Product Backlog Items

Last post 04:26 pm January 13, 2021
by Daniel Wilhite
3 replies
07:37 pm January 12, 2021

Hi All,

I was going through the scrum guide when I came across this particular sentence below:

'Higher ordered Product Backlog items are usually clearer and more detailed than lower ordered ones'

By ordering are they referring to how the items are arranged in the product backlog?

As in the items that are arranged higher in the order are more clearer and detailed? if yes, can anyone explain why is this the case? 

Does the sprint review play a role here?, as the resultant of the sprint review defines a list of probable product backlog items for the next sprint. 

Any clarification here would be really helpful! :)

01:49 am January 13, 2021

This wording appears to have been removed in the November 2020 revision of the Scrum Guide. My guess is that this is among the things that were deemed to be too prescriptive.

Your assessment of the meaning of the quote seems to be correct to me. The Product Backlog is ordered by the Product Owner, taking into account feedback from stakeholders (some of which may be received at Sprint Planning, but it can also be received at other times as well) and refinement activities with the rest of the Scrum Team. Frequently, the ordering of the Product Backlog reflects the order in which the work will be done, work that is closer to being selected for a Sprint will have more detail.
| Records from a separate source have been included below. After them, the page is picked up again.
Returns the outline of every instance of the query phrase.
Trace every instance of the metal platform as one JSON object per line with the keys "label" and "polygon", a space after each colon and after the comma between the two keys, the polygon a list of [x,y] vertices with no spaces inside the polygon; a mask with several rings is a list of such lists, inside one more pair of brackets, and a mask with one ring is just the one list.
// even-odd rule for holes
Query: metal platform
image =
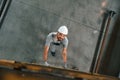
{"label": "metal platform", "polygon": [[120,80],[112,76],[11,60],[0,60],[0,77],[2,80]]}

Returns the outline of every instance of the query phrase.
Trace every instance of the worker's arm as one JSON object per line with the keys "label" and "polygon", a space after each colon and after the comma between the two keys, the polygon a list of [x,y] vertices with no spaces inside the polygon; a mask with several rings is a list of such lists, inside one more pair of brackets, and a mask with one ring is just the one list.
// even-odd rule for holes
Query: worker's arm
{"label": "worker's arm", "polygon": [[47,61],[48,50],[49,50],[49,47],[48,47],[48,46],[45,46],[45,47],[44,47],[44,52],[43,52],[43,59],[44,59],[44,61]]}
{"label": "worker's arm", "polygon": [[67,62],[67,48],[63,48],[62,57],[63,57],[64,63],[66,63]]}

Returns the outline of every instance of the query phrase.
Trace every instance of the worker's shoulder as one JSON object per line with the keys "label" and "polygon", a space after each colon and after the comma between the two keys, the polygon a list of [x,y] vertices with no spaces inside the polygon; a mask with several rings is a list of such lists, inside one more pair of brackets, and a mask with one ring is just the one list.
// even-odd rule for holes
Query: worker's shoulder
{"label": "worker's shoulder", "polygon": [[53,36],[53,35],[56,35],[56,34],[57,34],[57,32],[51,32],[51,33],[48,34],[48,36]]}

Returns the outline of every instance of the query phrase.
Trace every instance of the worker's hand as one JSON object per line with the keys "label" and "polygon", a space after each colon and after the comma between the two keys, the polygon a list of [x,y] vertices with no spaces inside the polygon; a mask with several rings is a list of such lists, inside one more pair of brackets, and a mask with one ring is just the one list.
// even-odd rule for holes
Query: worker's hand
{"label": "worker's hand", "polygon": [[49,64],[47,61],[45,61],[45,65],[46,65],[46,66],[49,66],[50,64]]}

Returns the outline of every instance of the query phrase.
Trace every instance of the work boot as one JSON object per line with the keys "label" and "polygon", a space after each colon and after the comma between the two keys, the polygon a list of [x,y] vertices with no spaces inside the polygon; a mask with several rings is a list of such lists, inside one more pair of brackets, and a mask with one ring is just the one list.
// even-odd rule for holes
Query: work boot
{"label": "work boot", "polygon": [[51,51],[51,55],[52,55],[53,57],[55,57],[55,54],[56,54],[55,52],[52,52],[52,51]]}

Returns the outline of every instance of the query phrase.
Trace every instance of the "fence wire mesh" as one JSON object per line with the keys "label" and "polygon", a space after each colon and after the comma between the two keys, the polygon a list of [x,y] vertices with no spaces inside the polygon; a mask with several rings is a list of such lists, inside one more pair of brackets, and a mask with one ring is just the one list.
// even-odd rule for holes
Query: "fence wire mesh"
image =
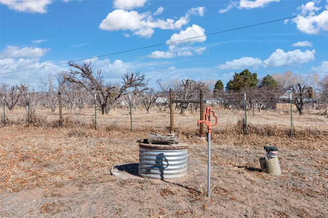
{"label": "fence wire mesh", "polygon": [[[214,131],[237,128],[238,124],[243,123],[245,120],[247,121],[248,126],[257,126],[258,128],[269,125],[290,129],[292,123],[293,128],[299,129],[304,128],[328,129],[326,111],[316,110],[313,103],[305,104],[304,113],[301,115],[295,105],[291,104],[288,99],[280,100],[273,96],[268,97],[269,94],[266,93],[264,100],[259,97],[263,97],[263,93],[246,93],[245,102],[244,95],[244,93],[236,93],[228,96],[224,94],[217,95],[213,98],[205,99],[204,107],[212,106],[218,117],[218,125],[213,128]],[[190,132],[195,134],[199,132],[197,121],[199,119],[199,107],[196,104],[190,105],[183,114],[181,114],[181,111],[178,108],[174,110],[175,132]],[[292,116],[291,116],[291,106]],[[72,112],[63,106],[64,122],[69,121],[71,125],[74,126],[81,124],[94,126],[96,124],[94,107],[94,105],[91,107],[86,105]],[[54,111],[40,105],[30,107],[18,105],[11,110],[3,105],[2,107],[0,112],[2,125],[10,123],[26,123],[29,121],[31,125],[38,125],[37,122],[50,123],[58,120],[59,118],[58,106]],[[97,107],[97,127],[127,130],[131,128],[132,117],[134,131],[147,129],[152,132],[160,130],[169,132],[170,129],[170,112],[168,104],[154,104],[149,113],[141,105],[136,107],[132,109],[132,116],[130,116],[130,112],[129,107],[124,105],[114,107],[108,114],[101,115]]]}

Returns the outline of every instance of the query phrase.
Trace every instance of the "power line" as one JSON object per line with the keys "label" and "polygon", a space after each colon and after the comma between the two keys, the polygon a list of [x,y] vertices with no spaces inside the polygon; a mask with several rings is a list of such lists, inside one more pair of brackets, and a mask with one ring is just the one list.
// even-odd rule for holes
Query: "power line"
{"label": "power line", "polygon": [[[70,62],[77,62],[77,61],[81,61],[82,60],[89,60],[89,59],[90,59],[97,58],[99,58],[99,57],[105,57],[105,56],[111,56],[111,55],[116,55],[116,54],[118,54],[125,53],[130,52],[132,52],[132,51],[134,51],[140,50],[142,50],[142,49],[148,49],[148,48],[150,48],[156,47],[158,47],[158,46],[163,46],[165,45],[172,44],[172,43],[174,43],[179,42],[183,41],[187,41],[187,40],[190,40],[190,39],[195,39],[195,38],[200,38],[200,37],[205,37],[205,36],[211,36],[211,35],[216,35],[216,34],[220,34],[220,33],[226,33],[226,32],[231,32],[231,31],[235,31],[235,30],[241,30],[241,29],[242,29],[249,28],[250,27],[256,27],[257,26],[260,26],[260,25],[264,25],[264,24],[270,24],[270,23],[272,23],[277,22],[278,21],[281,21],[281,20],[286,20],[286,19],[292,19],[292,18],[296,18],[296,17],[300,17],[300,16],[306,16],[306,15],[310,15],[310,14],[316,14],[317,13],[322,12],[323,11],[328,11],[328,9],[322,10],[321,11],[315,11],[315,12],[313,12],[308,13],[306,14],[299,14],[299,15],[296,15],[296,16],[293,16],[289,17],[282,18],[280,18],[280,19],[275,19],[275,20],[274,20],[268,21],[266,21],[266,22],[263,22],[263,23],[259,23],[259,24],[253,24],[253,25],[252,25],[245,26],[244,27],[238,27],[238,28],[234,28],[234,29],[229,29],[229,30],[223,30],[222,31],[216,32],[212,33],[209,33],[208,34],[204,34],[204,35],[201,35],[201,36],[195,36],[195,37],[190,37],[190,38],[185,38],[185,39],[183,39],[177,40],[176,41],[169,41],[169,42],[167,42],[160,43],[159,43],[159,44],[156,44],[156,45],[151,45],[151,46],[146,46],[146,47],[144,47],[137,48],[136,49],[129,49],[129,50],[128,50],[122,51],[120,51],[120,52],[114,52],[114,53],[107,54],[102,55],[98,55],[98,56],[93,56],[93,57],[89,57],[89,58],[87,58],[80,59],[78,59],[78,60],[73,60],[73,61],[71,61]],[[7,72],[7,73],[0,73],[0,75],[9,74],[13,73],[18,73],[18,72],[23,72],[23,71],[29,71],[29,70],[39,69],[41,69],[41,68],[48,68],[48,67],[49,67],[56,66],[58,66],[58,65],[65,64],[67,64],[67,62],[59,63],[56,63],[56,64],[53,64],[47,65],[46,66],[42,66],[42,67],[37,67],[37,68],[31,68],[31,69],[29,69],[20,70],[19,70],[19,71],[12,71],[12,72]]]}

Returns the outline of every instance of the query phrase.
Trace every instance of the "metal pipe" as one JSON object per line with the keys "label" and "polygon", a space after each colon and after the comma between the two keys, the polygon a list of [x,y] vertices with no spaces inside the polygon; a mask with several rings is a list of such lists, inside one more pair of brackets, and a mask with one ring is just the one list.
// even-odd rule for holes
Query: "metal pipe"
{"label": "metal pipe", "polygon": [[293,102],[292,101],[292,93],[290,95],[291,98],[291,138],[293,138],[293,110],[292,110],[292,106],[293,106]]}
{"label": "metal pipe", "polygon": [[3,96],[2,101],[4,104],[4,125],[6,125],[6,104],[5,104],[5,96]]}
{"label": "metal pipe", "polygon": [[96,94],[94,94],[94,129],[97,130],[97,101]]}
{"label": "metal pipe", "polygon": [[131,94],[129,94],[129,101],[130,102],[130,120],[131,124],[131,132],[132,132],[132,109],[131,108]]}
{"label": "metal pipe", "polygon": [[211,133],[207,134],[207,197],[211,197]]}

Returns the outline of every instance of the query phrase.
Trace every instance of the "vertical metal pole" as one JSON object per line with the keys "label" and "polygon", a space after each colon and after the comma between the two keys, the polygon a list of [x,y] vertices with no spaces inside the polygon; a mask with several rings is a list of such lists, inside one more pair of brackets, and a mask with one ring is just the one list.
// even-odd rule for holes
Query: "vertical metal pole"
{"label": "vertical metal pole", "polygon": [[130,120],[131,123],[131,132],[132,132],[132,109],[131,108],[131,94],[129,94],[129,101],[130,102]]}
{"label": "vertical metal pole", "polygon": [[292,93],[290,95],[291,99],[291,138],[293,138],[293,110],[292,110],[292,106],[293,106],[293,102],[292,101]]}
{"label": "vertical metal pole", "polygon": [[253,104],[253,116],[254,116],[254,104]]}
{"label": "vertical metal pole", "polygon": [[172,134],[174,132],[174,104],[173,100],[173,92],[172,89],[170,89],[170,133]]}
{"label": "vertical metal pole", "polygon": [[27,122],[30,125],[30,97],[27,94]]}
{"label": "vertical metal pole", "polygon": [[97,130],[97,99],[94,94],[94,129]]}
{"label": "vertical metal pole", "polygon": [[58,102],[59,110],[59,127],[63,126],[63,114],[61,111],[61,93],[58,93]]}
{"label": "vertical metal pole", "polygon": [[[203,94],[203,91],[200,90],[200,95],[199,96],[200,105],[199,105],[199,120],[203,119],[203,113],[204,113],[204,95]],[[199,125],[199,137],[204,137],[204,124],[201,123]]]}
{"label": "vertical metal pole", "polygon": [[207,134],[207,197],[211,197],[211,133]]}
{"label": "vertical metal pole", "polygon": [[244,107],[245,108],[245,134],[248,135],[247,129],[247,103],[246,102],[246,93],[244,93]]}
{"label": "vertical metal pole", "polygon": [[6,125],[6,104],[5,104],[5,96],[3,96],[2,97],[2,101],[4,104],[4,125]]}

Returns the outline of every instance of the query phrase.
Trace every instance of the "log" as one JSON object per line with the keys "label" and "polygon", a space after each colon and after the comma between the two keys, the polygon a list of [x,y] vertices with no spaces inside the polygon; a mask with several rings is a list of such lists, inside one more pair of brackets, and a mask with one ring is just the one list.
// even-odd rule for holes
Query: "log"
{"label": "log", "polygon": [[174,134],[162,136],[155,133],[148,134],[149,144],[176,144],[179,143],[179,139],[175,138]]}

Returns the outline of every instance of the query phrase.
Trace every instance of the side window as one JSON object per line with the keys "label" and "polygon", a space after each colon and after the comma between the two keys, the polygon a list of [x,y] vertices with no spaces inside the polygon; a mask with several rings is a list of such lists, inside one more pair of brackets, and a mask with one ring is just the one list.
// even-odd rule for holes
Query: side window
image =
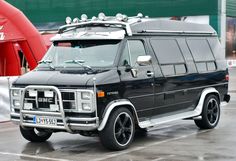
{"label": "side window", "polygon": [[198,72],[216,70],[215,58],[206,39],[188,39],[187,44]]}
{"label": "side window", "polygon": [[182,52],[175,39],[151,39],[150,42],[165,76],[187,72]]}
{"label": "side window", "polygon": [[127,65],[131,66],[129,49],[128,49],[128,45],[126,44],[124,51],[122,53],[122,56],[121,56],[120,66],[127,66]]}
{"label": "side window", "polygon": [[146,55],[143,42],[141,40],[128,40],[121,56],[121,66],[134,66],[138,56]]}

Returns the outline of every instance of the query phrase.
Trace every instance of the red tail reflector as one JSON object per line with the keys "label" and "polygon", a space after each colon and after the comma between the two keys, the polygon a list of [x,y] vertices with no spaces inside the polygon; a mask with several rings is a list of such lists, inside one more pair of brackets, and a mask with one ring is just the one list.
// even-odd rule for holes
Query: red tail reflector
{"label": "red tail reflector", "polygon": [[229,81],[229,74],[225,75],[225,80]]}

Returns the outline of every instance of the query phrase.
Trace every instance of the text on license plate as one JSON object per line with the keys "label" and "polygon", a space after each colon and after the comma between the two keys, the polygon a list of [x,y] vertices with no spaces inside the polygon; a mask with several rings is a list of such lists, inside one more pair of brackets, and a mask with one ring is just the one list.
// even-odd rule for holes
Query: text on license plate
{"label": "text on license plate", "polygon": [[33,122],[39,125],[57,125],[57,119],[52,117],[34,116]]}

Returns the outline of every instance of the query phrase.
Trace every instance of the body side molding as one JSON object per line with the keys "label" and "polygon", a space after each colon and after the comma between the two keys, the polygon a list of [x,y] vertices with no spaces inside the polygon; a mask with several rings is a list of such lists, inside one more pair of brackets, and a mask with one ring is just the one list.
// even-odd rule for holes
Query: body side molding
{"label": "body side molding", "polygon": [[135,113],[135,117],[137,118],[138,125],[141,128],[147,128],[147,127],[150,127],[150,126],[155,126],[155,125],[158,125],[158,124],[163,124],[163,123],[167,123],[167,122],[171,122],[171,121],[175,121],[175,120],[181,120],[181,119],[186,119],[186,118],[197,117],[197,116],[201,115],[204,100],[205,100],[206,96],[210,93],[217,94],[218,97],[220,97],[219,92],[215,88],[213,88],[213,87],[206,88],[202,91],[202,94],[200,96],[199,102],[198,102],[195,110],[188,111],[188,112],[181,113],[181,114],[171,115],[171,116],[167,116],[167,117],[163,117],[163,118],[153,118],[153,119],[149,119],[149,120],[142,121],[142,122],[139,122],[136,109],[135,109],[134,105],[129,100],[120,99],[120,100],[112,101],[107,105],[107,107],[105,109],[105,112],[104,112],[104,115],[103,115],[103,120],[102,120],[101,124],[98,127],[98,131],[102,131],[103,128],[106,126],[106,123],[108,121],[108,118],[109,118],[110,113],[112,112],[112,110],[114,108],[116,108],[118,106],[122,106],[122,105],[124,105],[124,106],[128,105],[128,106],[132,107],[132,110]]}

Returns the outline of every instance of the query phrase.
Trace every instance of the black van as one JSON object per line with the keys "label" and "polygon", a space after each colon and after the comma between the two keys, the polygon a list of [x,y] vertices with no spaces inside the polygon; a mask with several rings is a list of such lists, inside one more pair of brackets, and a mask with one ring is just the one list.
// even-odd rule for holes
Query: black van
{"label": "black van", "polygon": [[25,139],[99,135],[122,150],[136,130],[179,119],[218,124],[229,75],[212,27],[142,14],[66,21],[37,68],[11,88],[11,120]]}

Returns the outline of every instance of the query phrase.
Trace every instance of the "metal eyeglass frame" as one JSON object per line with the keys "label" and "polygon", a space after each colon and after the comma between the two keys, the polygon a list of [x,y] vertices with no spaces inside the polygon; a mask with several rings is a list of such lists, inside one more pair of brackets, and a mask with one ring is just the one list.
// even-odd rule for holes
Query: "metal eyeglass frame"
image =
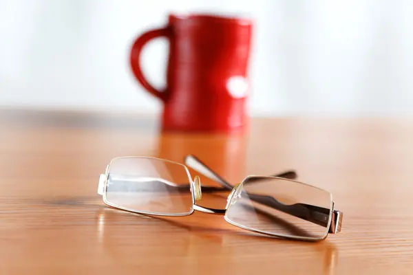
{"label": "metal eyeglass frame", "polygon": [[[209,178],[210,179],[213,180],[214,182],[219,184],[221,187],[215,187],[215,186],[202,186],[199,176],[196,175],[194,177],[193,181],[191,178],[191,174],[187,166],[184,165],[180,164],[178,162],[171,162],[167,160],[160,159],[157,157],[121,157],[120,158],[123,157],[145,157],[148,159],[153,159],[158,160],[162,160],[165,162],[169,162],[171,163],[175,163],[177,164],[182,165],[187,170],[187,173],[189,176],[189,179],[190,181],[189,184],[175,184],[173,183],[167,183],[168,185],[172,186],[173,187],[182,189],[182,190],[188,190],[188,187],[191,188],[191,190],[193,190],[192,197],[193,197],[193,210],[192,212],[186,214],[184,215],[189,215],[193,212],[194,210],[202,212],[204,213],[209,214],[215,214],[220,215],[224,215],[226,210],[229,206],[229,203],[232,201],[233,196],[235,195],[235,191],[238,187],[238,186],[244,182],[248,182],[246,184],[253,184],[254,180],[259,180],[260,178],[279,178],[282,179],[289,179],[293,182],[293,179],[297,177],[297,173],[293,170],[286,171],[282,173],[279,173],[277,175],[271,175],[271,176],[248,176],[246,177],[244,180],[240,183],[237,184],[236,186],[232,186],[227,181],[226,181],[224,178],[220,176],[218,173],[213,171],[211,168],[210,168],[208,166],[201,162],[198,157],[193,155],[187,155],[184,159],[185,164],[198,172],[201,175],[204,177]],[[118,159],[118,158],[116,158]],[[116,160],[114,159],[114,160]],[[113,161],[113,160],[112,160]],[[148,213],[142,211],[138,211],[132,209],[127,209],[124,207],[121,207],[119,206],[114,205],[108,202],[105,198],[106,194],[106,188],[107,186],[107,180],[109,177],[109,170],[110,164],[109,164],[106,168],[106,171],[105,174],[100,175],[100,177],[99,179],[99,184],[98,186],[98,194],[103,195],[103,201],[105,204],[109,206],[114,207],[116,208],[118,208],[120,210],[123,210],[128,212],[131,212],[138,214],[151,214],[151,215],[159,215],[159,216],[182,216],[182,214],[154,214],[154,213]],[[301,183],[302,184],[306,184]],[[308,184],[306,184],[308,185]],[[315,186],[313,186],[315,187]],[[221,191],[229,191],[231,190],[231,192],[227,198],[227,204],[225,209],[215,209],[207,208],[204,206],[200,206],[197,204],[196,201],[200,200],[202,195],[201,190],[202,192],[221,192]],[[334,201],[332,201],[332,207],[331,209],[325,208],[322,207],[308,205],[306,204],[295,204],[293,205],[286,205],[275,199],[274,197],[271,196],[267,195],[256,195],[252,194],[251,192],[248,193],[248,196],[249,199],[262,205],[269,206],[271,208],[277,209],[280,210],[284,213],[291,214],[294,217],[302,219],[304,220],[306,220],[310,221],[313,223],[316,223],[319,226],[325,227],[328,228],[327,231],[327,234],[322,238],[317,238],[317,237],[306,237],[306,236],[283,236],[279,234],[272,234],[268,233],[260,230],[255,230],[253,228],[249,228],[246,227],[240,226],[240,225],[234,224],[230,221],[226,220],[230,223],[241,227],[244,229],[246,229],[249,231],[256,232],[258,233],[270,235],[273,236],[277,236],[284,239],[298,239],[301,241],[321,241],[326,239],[328,234],[328,233],[337,234],[339,233],[341,230],[341,223],[343,220],[343,213],[341,211],[336,210],[334,209]]]}

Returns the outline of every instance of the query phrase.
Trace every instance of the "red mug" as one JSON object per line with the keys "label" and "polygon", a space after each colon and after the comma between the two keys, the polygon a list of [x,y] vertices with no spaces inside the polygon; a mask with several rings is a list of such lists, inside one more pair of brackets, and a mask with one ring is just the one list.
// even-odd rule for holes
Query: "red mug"
{"label": "red mug", "polygon": [[[131,69],[139,82],[162,101],[164,130],[228,132],[244,128],[252,25],[247,19],[171,14],[165,27],[136,40]],[[148,82],[139,64],[145,43],[160,36],[169,40],[163,91]]]}

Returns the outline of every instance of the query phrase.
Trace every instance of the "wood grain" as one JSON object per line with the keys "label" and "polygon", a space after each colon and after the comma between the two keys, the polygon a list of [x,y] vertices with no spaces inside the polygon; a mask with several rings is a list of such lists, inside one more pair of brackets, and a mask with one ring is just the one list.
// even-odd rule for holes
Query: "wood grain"
{"label": "wood grain", "polygon": [[[245,135],[158,129],[133,115],[1,111],[0,273],[412,274],[413,121],[253,119]],[[112,157],[187,153],[233,182],[296,169],[332,192],[342,232],[270,239],[220,216],[127,213],[96,195]]]}

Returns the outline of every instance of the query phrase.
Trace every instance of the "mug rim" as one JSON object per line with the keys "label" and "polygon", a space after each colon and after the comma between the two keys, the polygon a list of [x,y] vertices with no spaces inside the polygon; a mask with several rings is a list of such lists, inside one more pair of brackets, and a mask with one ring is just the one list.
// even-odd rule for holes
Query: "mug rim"
{"label": "mug rim", "polygon": [[231,15],[228,14],[218,14],[213,12],[171,12],[169,14],[169,21],[177,20],[195,20],[195,21],[213,21],[220,23],[236,23],[241,25],[252,25],[253,20],[249,16]]}

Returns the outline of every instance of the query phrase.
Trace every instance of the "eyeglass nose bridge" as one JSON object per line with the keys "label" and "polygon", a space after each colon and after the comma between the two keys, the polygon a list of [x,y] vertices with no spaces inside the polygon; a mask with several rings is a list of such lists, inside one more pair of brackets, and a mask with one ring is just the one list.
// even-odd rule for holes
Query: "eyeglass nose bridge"
{"label": "eyeglass nose bridge", "polygon": [[226,211],[226,208],[225,209],[215,209],[210,208],[209,207],[201,206],[196,204],[196,201],[200,201],[202,197],[202,194],[201,191],[201,179],[199,176],[195,176],[193,178],[193,188],[194,188],[194,195],[195,195],[195,203],[193,204],[193,210],[196,211],[202,212],[204,213],[208,214],[225,214],[225,212]]}

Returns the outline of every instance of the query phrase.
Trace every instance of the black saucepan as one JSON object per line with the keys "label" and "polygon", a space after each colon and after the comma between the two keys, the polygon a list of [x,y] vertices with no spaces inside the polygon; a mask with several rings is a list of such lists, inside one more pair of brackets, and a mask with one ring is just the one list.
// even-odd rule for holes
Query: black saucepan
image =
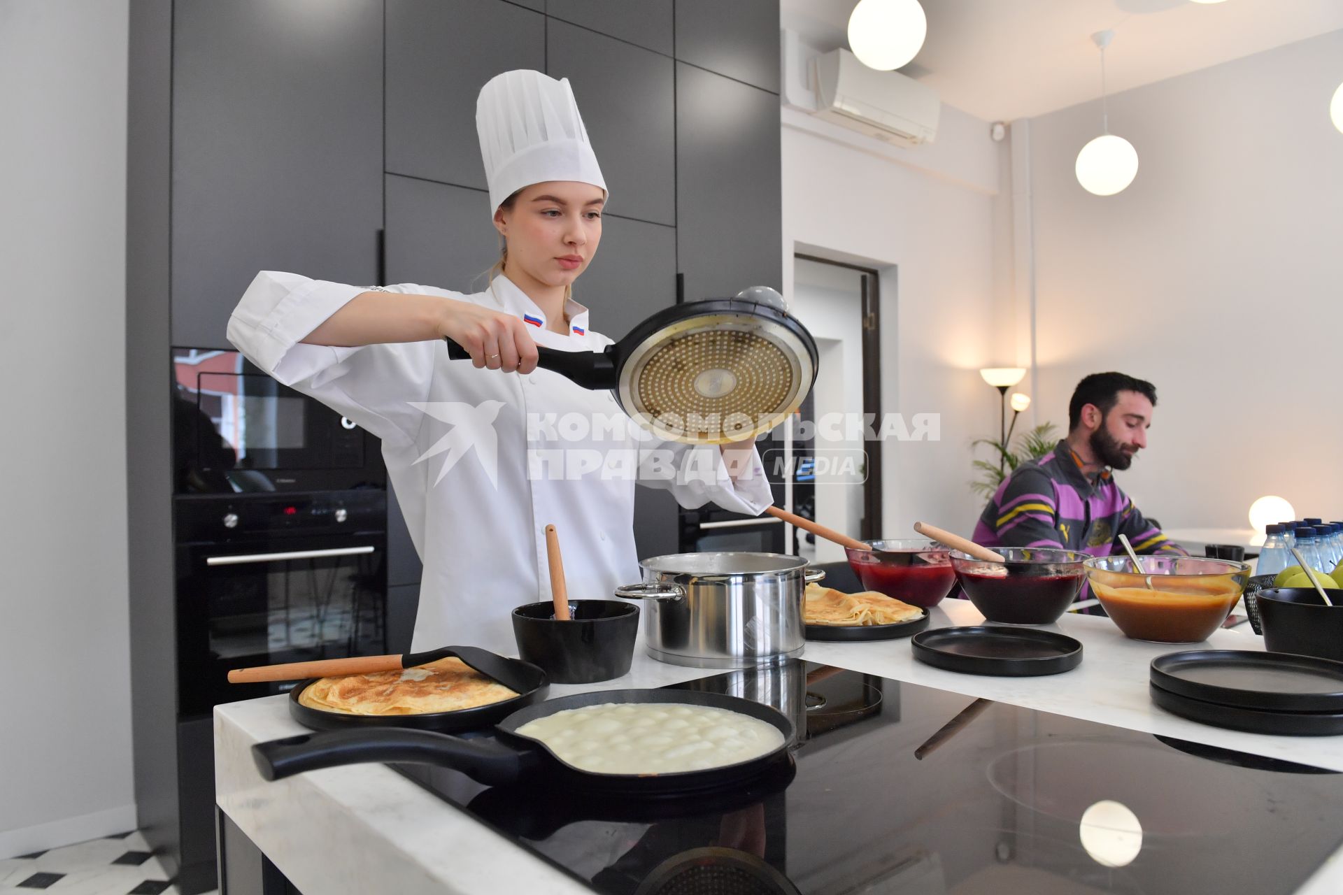
{"label": "black saucepan", "polygon": [[[539,741],[518,735],[522,725],[565,708],[606,703],[658,703],[727,708],[772,725],[783,734],[774,751],[720,768],[670,774],[606,774],[580,770]],[[274,739],[252,746],[257,769],[266,780],[281,780],[320,768],[364,762],[438,765],[459,770],[478,782],[498,786],[535,780],[564,789],[612,796],[682,796],[749,785],[790,761],[792,722],[778,710],[748,699],[716,692],[676,690],[606,690],[561,696],[520,708],[494,727],[497,739],[461,739],[427,730],[330,730]]]}
{"label": "black saucepan", "polygon": [[[446,341],[449,358],[470,358]],[[610,389],[635,423],[689,444],[772,429],[817,380],[815,339],[778,293],[761,287],[667,307],[600,352],[537,350],[541,369]]]}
This also aligns with the idea that Product Backlog Items are ready for selection during Sprint Planning are sufficiently refined such that they represent work that can be completed by the team within one Sprint.

I don't agree that a result of the Sprint Review is a list of probably Product Backlog Items for the next Sprint. One result of the Sprint Review is adjustments to the Product Backlog based on "new opportunities". The Sprint Review is a good opportunity for the Scrum Team to synchronize with the outside world, or timelines, budgets, and changes to the marketplace. At any point in time, the work that is likely to be coming up before the Scrum Team should be clear in how its presented in the Product Backlog.

06:37 am January 13, 2021

As in the items that are arranged higher in the order are more clearer and detailed? if yes, can anyone explain why is this the case? 

Does the sprint review play a role here?

Think of the Product Backlog as offering a rolling long-term delivery horizon. As work bubbles through it and is completed Sprint by Sprint, it is continually refined and made ready for Sprint Planning. The Product Backlog is emergent, and yet progress will be stable enough over multiple Sprints so long-term forecasts can be made.

The Sprint Review presents a formal opportunity for the Product Backlog to be updated in a timely manner. Invited stakeholders can provide input and help shape it with the team just before a new Sprint begins.

04:26 pm January 13, 2021

If you owned a construction company that built homes in new subdivisions, would you want your team of carpenters to start building a home that has a set of blueprints, schematics and list of features or a home where someone says "I want a 4 bedroom home" and nothing else is known?

The statement you quoted is from the 2017 revision of the Scrum Guide. The current revision has changed that wording.However in both of the revisions the Product Backlog is the list of all work needed for a product.  Some of the work is better understood.  It makes sense that the better understood work will be at the top of the list because a team of builders will be more successful at completing that work. From the current revision of the Scrum Guide (

The Product Owner is accountable for maximizing the value of the product resulting from the work of the Scrum Team.

Product Backlog items that can be Done by the Scrum Team within one Sprint are deemed ready for selection in a Sprint Planning event.

There is nothing that says that all of the "deemed ready for selection" items have to be at the top of the Product Backlog.  And there is nothing said about how the Product Backlog is actually ordered. Each team can determine what makes most sense for them for the ordering methods.